Il Servizio sanitario nazionale continua a perdere medici e infermieri, proprio mentre la domanda di assistenza cresce e le diseguaglianze territoriali si accentuano. Le carenze non sono più episodiche ma strutturali: mancano migliaia di professionisti nelle aree chiave dell’assistenza e, soprattutto, le professioni sanitarie stanno diventando sempre meno attrattive. I numeri mostrano una crisi profonda del capitale umano del Ssn, che nessuna riforma può ignorare.
A fornire i numeri di questa emorragia è la Fondazione Gimbe, il cui presidente Nino Cartabellotta, nel corso dell’audizione alla Camera dei Deputati sul DdL C. 2700, ha espresso una posizione netta sulla legge delega per la riforma delle professioni sanitarie: “La legge delega sulla riforma delle professioni sanitarie enuncia princìpi condivisibili, ma senza alcun impegno finanziario rischia di restare lettera morta e di non riuscire ad arginare la fuga dei professionisti dal Servizio sanitario nazionale (Ssn)”.
MEDICI: NUMERI E PARADOSSI DEL SERVIZIO PUBBLICO
In Italia, secondo la Fondazione Gimbe, i medici non mancano in termini assoluti: con 5,4 medici per 1.000 abitanti, il nostro Paese è infatti secondo tra quelli Ocse, a fronte di una media di 3,9. Tuttavia, questa apparente abbondanza nasconde un paradosso che pesa direttamente sul funzionamento del servizio pubblico. Oltre 92 mila medici non lavorano nel Ssn né come dipendenti, né come convenzionati, né come medici in formazione specialistica.
QUALI MEDICI MANCANO
Le carenze, spiega la Fondazione Gimbe, sono selettive e colpiscono soprattutto i settori più esposti: al 1° gennaio 2024 mancavano più di 5.500 medici di medicina generale, mentre emergenza-urgenza, radioterapia, medicina nucleare, discipline di laboratorio, cure palliative e medicina di comunità restano tra le specialità meno scelte.
EMERGENZA PERSONALE INFERMIERISTICO
La situazione è ancora più critica sul fronte infermieristico. L’Italia si colloca infatti al 23° posto su 31 Paesi europei dell’area Ocse, con appena 6,9 infermieri per 1.000 abitanti, contro una media Ocse di 9,5. Un divario che non si limita agli organici attuali, ma che rischia di ampliarsi nel prossimo futuro: nell’anno accademico 2025-2026 le domande di accesso ai corsi di laurea in infermieristica sono state inferiori ai posti disponibili, segnale evidente di una professione che non riesce più ad attrarre i giovani.
UNA RIFORMA SENZA LEVE CONCRETE PER IL PERSONALE
Secondo Gimbe, le misure previste per valorizzare medici e infermieri si limitano a enunciazioni di principio e non incidono sulle reali cause della crisi: retribuzioni non competitive, carriere bloccate, carichi di lavoro crescenti e assenza di incentivi nelle aree più disagiate.

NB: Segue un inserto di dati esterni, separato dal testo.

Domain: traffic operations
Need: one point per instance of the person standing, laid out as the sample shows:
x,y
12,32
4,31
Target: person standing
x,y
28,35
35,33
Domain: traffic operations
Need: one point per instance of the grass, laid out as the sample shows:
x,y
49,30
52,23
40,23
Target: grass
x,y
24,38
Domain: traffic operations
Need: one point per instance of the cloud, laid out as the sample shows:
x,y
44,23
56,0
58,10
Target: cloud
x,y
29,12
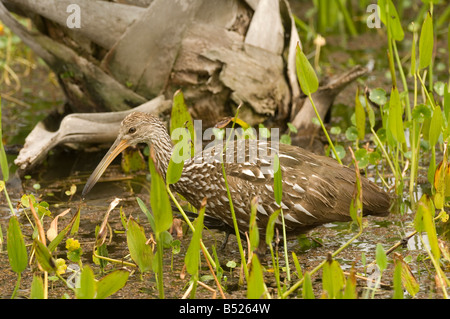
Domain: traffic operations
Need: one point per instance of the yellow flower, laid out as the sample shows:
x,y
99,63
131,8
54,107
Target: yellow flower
x,y
60,266
72,244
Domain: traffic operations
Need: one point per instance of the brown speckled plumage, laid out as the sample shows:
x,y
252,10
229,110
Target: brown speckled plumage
x,y
316,189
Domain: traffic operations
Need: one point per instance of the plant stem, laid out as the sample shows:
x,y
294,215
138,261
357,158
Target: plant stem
x,y
288,272
190,226
160,268
300,282
16,287
324,129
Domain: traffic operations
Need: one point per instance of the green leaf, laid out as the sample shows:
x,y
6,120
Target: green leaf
x,y
292,128
297,266
44,257
253,231
436,128
378,96
88,284
193,253
421,113
398,289
159,201
307,287
3,160
256,288
424,204
350,286
395,120
181,118
111,283
37,288
55,242
180,153
360,116
305,73
380,257
277,180
147,213
394,21
270,226
132,160
430,228
333,279
140,252
407,277
17,252
426,42
413,66
351,133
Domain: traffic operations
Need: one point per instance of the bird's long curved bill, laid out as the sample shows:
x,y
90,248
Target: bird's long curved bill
x,y
116,149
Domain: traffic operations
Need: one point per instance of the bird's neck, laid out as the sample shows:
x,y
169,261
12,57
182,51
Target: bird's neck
x,y
162,151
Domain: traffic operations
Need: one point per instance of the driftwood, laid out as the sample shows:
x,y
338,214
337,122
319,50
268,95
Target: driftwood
x,y
79,128
220,53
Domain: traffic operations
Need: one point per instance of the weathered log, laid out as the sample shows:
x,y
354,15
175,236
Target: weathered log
x,y
79,128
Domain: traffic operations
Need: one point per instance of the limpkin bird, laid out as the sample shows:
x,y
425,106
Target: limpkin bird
x,y
316,189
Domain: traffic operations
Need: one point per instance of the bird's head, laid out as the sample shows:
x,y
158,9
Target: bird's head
x,y
135,128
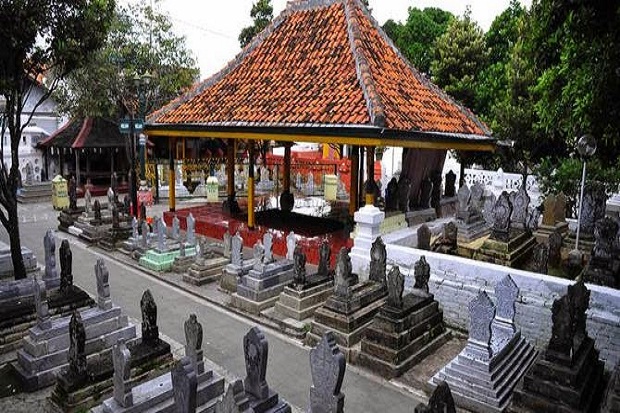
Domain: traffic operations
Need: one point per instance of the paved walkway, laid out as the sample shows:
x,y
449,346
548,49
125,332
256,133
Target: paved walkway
x,y
288,370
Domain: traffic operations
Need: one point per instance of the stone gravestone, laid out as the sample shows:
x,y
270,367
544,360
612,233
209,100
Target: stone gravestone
x,y
184,386
450,187
501,216
104,301
441,401
174,234
540,257
422,273
555,249
66,264
378,259
77,344
396,286
41,305
121,358
404,187
327,366
190,236
391,196
424,237
150,331
299,267
49,243
325,253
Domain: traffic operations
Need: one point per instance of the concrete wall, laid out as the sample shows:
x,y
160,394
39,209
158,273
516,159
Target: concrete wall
x,y
455,281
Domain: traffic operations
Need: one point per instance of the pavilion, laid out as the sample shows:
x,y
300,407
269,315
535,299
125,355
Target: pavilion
x,y
323,71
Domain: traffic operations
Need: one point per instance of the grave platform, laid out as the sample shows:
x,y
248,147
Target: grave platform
x,y
399,338
554,385
348,317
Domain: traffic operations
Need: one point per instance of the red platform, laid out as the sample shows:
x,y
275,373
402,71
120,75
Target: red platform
x,y
212,222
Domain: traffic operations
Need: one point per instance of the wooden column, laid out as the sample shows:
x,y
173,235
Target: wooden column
x,y
370,175
251,185
172,144
354,179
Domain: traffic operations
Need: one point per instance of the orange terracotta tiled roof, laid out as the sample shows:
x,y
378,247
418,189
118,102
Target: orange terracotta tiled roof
x,y
321,62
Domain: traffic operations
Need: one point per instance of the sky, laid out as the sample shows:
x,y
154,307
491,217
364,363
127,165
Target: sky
x,y
211,27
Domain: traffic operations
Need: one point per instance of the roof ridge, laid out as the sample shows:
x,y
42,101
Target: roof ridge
x,y
376,109
426,81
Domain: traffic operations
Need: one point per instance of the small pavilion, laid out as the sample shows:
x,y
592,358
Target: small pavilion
x,y
323,71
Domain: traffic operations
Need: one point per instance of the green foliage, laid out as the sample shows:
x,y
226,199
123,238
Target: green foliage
x,y
141,40
262,14
416,38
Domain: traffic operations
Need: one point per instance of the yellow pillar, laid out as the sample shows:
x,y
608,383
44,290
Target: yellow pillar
x,y
354,180
370,175
251,185
171,176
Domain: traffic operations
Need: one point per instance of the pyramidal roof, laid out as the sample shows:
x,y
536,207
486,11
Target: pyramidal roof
x,y
321,63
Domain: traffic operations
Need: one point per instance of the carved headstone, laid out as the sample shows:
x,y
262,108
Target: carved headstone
x,y
190,235
174,233
501,215
396,286
150,331
236,255
184,386
424,237
256,351
404,188
66,266
378,259
41,305
121,358
291,242
299,266
327,365
325,254
77,344
450,187
102,276
422,273
49,243
391,196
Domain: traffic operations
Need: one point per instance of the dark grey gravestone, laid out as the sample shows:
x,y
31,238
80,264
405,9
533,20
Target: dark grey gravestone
x,y
66,264
540,258
256,351
424,237
422,273
327,365
391,196
184,386
41,305
49,243
325,254
501,215
77,344
378,258
396,286
404,187
121,358
450,186
343,273
97,210
150,331
299,267
441,401
102,276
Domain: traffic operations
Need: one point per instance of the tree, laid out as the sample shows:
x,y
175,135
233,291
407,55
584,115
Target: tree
x,y
39,38
141,40
262,14
416,38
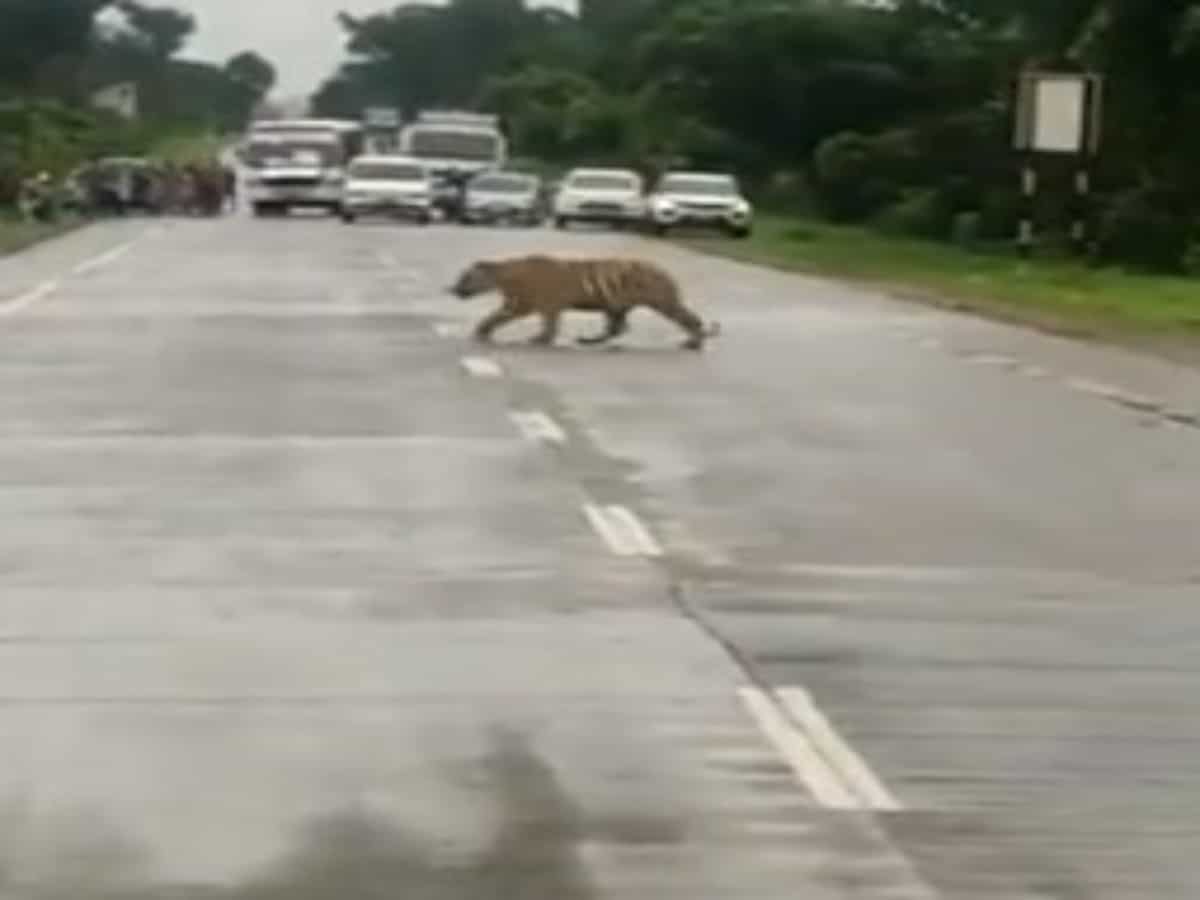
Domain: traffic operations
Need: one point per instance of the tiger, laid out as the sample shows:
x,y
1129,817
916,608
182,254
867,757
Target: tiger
x,y
549,287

“Di fronte a una crisi senza precedenti del personale sanitario – ha spiegato Cartabellotta – la sezione della legge delega dedicata alla valorizzazione delle professioni sanitarie si limita ad un’elencazione di princìpi molto generici, offrendo pochissime leve concrete”.

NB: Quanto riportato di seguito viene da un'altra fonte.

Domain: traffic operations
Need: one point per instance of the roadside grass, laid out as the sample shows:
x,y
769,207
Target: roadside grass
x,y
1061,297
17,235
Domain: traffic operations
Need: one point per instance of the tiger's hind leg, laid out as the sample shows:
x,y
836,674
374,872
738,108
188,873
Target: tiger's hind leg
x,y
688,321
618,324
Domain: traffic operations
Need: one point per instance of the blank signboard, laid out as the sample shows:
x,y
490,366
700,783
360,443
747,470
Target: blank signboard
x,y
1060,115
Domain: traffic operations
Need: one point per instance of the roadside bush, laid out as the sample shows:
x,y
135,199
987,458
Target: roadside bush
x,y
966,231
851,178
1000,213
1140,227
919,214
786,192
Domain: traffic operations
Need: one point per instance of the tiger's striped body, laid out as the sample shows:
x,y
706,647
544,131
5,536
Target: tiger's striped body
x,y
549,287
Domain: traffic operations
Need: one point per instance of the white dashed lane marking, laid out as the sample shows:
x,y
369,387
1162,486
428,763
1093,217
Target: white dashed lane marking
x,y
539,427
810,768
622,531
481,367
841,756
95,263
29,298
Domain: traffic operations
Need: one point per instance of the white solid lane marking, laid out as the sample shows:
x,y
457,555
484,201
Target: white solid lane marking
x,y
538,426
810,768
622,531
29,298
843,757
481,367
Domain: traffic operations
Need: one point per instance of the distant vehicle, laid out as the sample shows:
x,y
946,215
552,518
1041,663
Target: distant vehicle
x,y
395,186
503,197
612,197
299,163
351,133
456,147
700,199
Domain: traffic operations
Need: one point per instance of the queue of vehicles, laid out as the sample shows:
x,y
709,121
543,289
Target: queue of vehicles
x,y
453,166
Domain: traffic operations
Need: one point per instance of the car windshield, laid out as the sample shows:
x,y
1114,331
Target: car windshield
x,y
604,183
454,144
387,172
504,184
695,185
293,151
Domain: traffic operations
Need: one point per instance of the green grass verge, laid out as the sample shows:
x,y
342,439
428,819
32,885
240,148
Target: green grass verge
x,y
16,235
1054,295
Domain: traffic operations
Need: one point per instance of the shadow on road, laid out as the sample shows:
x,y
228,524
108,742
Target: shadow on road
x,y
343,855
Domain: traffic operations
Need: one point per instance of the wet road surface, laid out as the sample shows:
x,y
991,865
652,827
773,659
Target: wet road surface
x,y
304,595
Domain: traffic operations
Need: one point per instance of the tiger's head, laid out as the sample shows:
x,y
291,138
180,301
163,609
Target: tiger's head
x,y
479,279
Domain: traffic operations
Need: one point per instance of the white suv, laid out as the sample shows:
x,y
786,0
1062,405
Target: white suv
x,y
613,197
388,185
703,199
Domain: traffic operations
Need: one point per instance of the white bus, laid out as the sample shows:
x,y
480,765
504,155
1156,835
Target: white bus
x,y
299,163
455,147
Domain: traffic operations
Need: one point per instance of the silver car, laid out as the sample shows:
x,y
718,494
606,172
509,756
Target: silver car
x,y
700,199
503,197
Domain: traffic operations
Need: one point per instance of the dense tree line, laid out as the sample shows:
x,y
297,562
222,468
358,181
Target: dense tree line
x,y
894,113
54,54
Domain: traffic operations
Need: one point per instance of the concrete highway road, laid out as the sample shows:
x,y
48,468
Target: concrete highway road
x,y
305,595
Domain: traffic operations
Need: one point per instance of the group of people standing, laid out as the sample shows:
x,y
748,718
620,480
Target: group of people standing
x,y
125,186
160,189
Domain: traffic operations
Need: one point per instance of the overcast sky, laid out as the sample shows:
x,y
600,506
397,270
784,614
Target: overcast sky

IL DEFINANZIAMENTO DEL PERSONALE SANITARIO
A rendere ancora più fragile l’impianto della riforma, secondo la Fondazione Gimbe, è il definanziamento progressivo del personale. Tra 2012 e 2024 la quota di spesa sanitaria destinata al personale dipendente e convenzionato è scesa dal 39,7% al 36,6%, determinando una perdita complessiva di 33,04 miliardi di euro in dodici anni.
“È del tutto evidente – ha commentato il presidente – che un ‘saccheggio’ di risorse pubbliche di tale portata ha progressivamente indebolito e demotivato il capitale umano del Ssn”.
SENZA RISORSE, UNA RIFORMA DESTINATA A FALLIRE
“Senza risorse aggiuntive e vincolate al personale sanitario – ha concluso Cartabellotta – la legge delega e i successivi decreti legislativi rischiano di ridursi a un intervento meramente ordinamentale”, incapace di fermare l’emorragia di medici e infermieri dal servizio pubblico e di garantire la tenuta del Servizio sanitario nazionale.